The reason to get to the bottom of this nail business is that otherwise the city can be a complete mystery. You are standing on the corner, things are dirty or not, unbearably hot or not; and you look up and, just at the level above where you had been looking before, there is a nail salon. Try it. Go outside and look at what you look at first. Then look up. Not all the way up. We’re talking about the sky here. Now, what do you see? A nail salon. Exactly.
From Mercedes at Times Nail (go to Times Square at Forty-second Street, look up) we have a description of what happens at a nail salon – or, rather, what process on the part of the nail worker is involved. We give the basic process (five dollars and twenty cents). Where our conversation with Mercedes was in Spanish, we give a translation.
- Pongo la mano in the agua. I put the hand in the water.
- Other hand.
- I cut the cuticle.
- Put cream, give you a massage.
- La base. The base
- The other hand –hago lo mismo. I do the same.
- When I have bothhands ready, I put on the top.
When you walk into Times Nail, you see an ordinary-looking room with plenty of air and light. There are ample windows (a good, big window that can support a sign is one of the requisites of a nail salon); there is a feeling of spaciousness, because the nine-step operation described by Mercedes doesn’t take up a lot of room. Mercedes sits at a small table. It almost seems like a miniature. The whole nail-salon business almost seems like a miniature. It almost seems like something that is being done for fun, although it may also be a part of the alarming trend toward separation: the separation of things that really work from things that don’t work anymore. A nail salon doesn’t have big start-up costs, and no license is necessary, and you can run it without understanding English down to the last detail. It is a self-explanatory business. Everyone understands what is going to happen. The owner of Times Nail is a young woman called Joy Hong. She told us that the nail-salon business has real advantages for people who are learning English, like our acquaintance Mercedes. Mercedes is studying English. She had a book in her lap. She is from Cartagena, Colombia, where there are no nail salons. She is shy at moments, but always intelligent and aware. We asked her what she was reading. It was this paragraph in an English-study book: “Yo hemos enseñado que los dos verbos más importantes del idioma inglés so los verbos to be y to have,” which means, “We have already demonstrated that the two most important verbs of the English language are the verbs to be and to have.”
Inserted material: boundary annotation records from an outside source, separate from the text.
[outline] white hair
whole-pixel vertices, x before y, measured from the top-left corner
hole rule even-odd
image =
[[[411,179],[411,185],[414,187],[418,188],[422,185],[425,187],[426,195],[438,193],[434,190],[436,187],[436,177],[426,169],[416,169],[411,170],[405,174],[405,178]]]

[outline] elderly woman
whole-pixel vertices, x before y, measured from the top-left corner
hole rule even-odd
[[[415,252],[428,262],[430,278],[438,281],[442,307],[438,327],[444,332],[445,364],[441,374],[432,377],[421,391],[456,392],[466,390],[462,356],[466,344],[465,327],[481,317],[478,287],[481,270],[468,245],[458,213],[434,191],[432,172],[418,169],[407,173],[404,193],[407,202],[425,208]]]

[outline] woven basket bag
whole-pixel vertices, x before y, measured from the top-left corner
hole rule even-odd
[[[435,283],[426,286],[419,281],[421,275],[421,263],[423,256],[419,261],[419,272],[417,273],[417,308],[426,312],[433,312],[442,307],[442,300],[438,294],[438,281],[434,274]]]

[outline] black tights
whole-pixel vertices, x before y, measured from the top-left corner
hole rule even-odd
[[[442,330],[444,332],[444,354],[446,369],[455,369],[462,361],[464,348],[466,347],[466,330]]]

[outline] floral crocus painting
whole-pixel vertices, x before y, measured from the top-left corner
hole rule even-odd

It’s not too soon to talk to people who have memories of nail salons. “This is where I stood and watched for about forty-five minutes, three months ago,” a young man told us. We were standing on Fifty-eighth Street just east of Fifth Avenue. “Let’s stand here and watch. They are right up there. Occasionally, you’ll see women gliding by the windows. The faces are what I watch, and the way they use their hands. Something wonderful is going on. It’s no luminous; beauty is not what is going in their faces, I think. Stand here and watch them as they leave; watch their hands. Here’s someone – I wonder if she’s going to use her hands. They don’t want to really handle anything; they hold their hands out, the fingers are spread. She’s being less careful. Here’s another one; she’s being careful. We haven’t seen an extreme case. Now, here: the right hand is chopping at the left hand; she is rubbing the palms. There’s a face! There is something about being touched with no affectionate purpose, but affectionately.”
“The way barbers were for me who got a shave every day,” we said.
“I’ve never done that. My father used to do that a lot.”
We felt the pressure of nail salons all around us: Pikaso 2 Nail (Sixth Avenue between Forty-sixth and Forty-seventh, second floor); AAA Fingernail (Fifth Avenue between Forty-seventh and Forty-eighth, second floor); A.C.I. Fingernail (next block up on Fifth, second floor). Everywhere, not quite secretly, women were going through the process.
“I have watched my mother, at seven in the morning,” our friend said, “making a very intense, intricate motion with her fingers, using something like an Eskimo’s tool – very delicate. This tool was like a spoon with the sides cut off, concave at the end, with two barbs coming out from the sides. She was cutting her cuticles. It reminded me of the tools Melville talked about in ‘Moby Dick.’”
“Now, really,” we said.
“I will bring you an illustration,” he said. He did.